# What is the side length of the smallest square containing $n$ dominoes with short side lengths $1,2,\dots,n$?

Erich Friedman has collected solutions and notes:

All of these are probably optimal, except for possibly n=20.

But by adding the domino areas, one gets:

$$A=\frac{20(20+1)(2\cdot20+1)}3=5740$$

So the side length must be at least $\lceil\sqrt A\rceil=76$, as given. Is it really that simple or have I misunderstood something?

What (better) lower and upper bound can be given for the general case of $n$ consecutive dominoes?

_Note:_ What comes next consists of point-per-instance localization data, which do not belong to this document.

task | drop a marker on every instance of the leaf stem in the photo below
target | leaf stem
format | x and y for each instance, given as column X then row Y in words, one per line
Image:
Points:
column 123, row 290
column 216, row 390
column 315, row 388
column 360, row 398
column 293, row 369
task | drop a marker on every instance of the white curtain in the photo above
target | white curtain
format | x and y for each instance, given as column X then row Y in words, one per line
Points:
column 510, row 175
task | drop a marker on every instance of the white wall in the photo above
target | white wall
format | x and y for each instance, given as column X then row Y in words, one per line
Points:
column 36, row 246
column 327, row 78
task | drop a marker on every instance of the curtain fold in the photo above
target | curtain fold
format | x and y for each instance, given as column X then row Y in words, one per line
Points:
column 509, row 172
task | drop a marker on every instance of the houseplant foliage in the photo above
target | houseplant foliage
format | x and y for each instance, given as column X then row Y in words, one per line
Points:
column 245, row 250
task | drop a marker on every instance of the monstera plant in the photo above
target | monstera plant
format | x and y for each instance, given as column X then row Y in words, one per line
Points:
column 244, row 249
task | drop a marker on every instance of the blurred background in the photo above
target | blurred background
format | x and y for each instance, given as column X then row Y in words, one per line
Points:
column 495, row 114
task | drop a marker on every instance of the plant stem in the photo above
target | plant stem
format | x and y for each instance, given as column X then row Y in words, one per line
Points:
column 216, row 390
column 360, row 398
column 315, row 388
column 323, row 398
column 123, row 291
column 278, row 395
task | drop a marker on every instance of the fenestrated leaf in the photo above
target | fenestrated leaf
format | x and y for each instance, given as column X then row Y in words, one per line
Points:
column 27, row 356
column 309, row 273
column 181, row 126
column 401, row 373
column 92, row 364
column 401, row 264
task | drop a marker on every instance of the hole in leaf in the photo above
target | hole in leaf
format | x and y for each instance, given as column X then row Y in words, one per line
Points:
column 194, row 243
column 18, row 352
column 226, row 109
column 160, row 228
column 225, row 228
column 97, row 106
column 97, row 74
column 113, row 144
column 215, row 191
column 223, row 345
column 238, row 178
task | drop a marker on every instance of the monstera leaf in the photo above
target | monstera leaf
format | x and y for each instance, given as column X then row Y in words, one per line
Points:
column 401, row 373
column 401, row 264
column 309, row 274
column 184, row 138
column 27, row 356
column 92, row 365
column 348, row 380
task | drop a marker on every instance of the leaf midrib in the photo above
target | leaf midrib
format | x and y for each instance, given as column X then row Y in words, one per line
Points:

Edit: Ah, it does not say anywhere that the sides of the dominoes have to be parallel to a side of the square. So I have no proof that the solution is optimal. Got it.

## 1 Answer

what? There's a gap in the numbers (and there are clearly some white spaces in the drawing)

Prelude> sum [ 2*k^2 |k<-[1..20] ]
5740
Prelude> 76^2
5776


I fail to see why the problem is interesting.

I like much better the first part of Problem D5 in Croft/Falconer/Guy: Unsolved Problems in Geometry: pack rectangles $(1/n, 1/(n+1))$ into the unit square. (This can only work if there are no gaps, because the sum of the areas is 1.)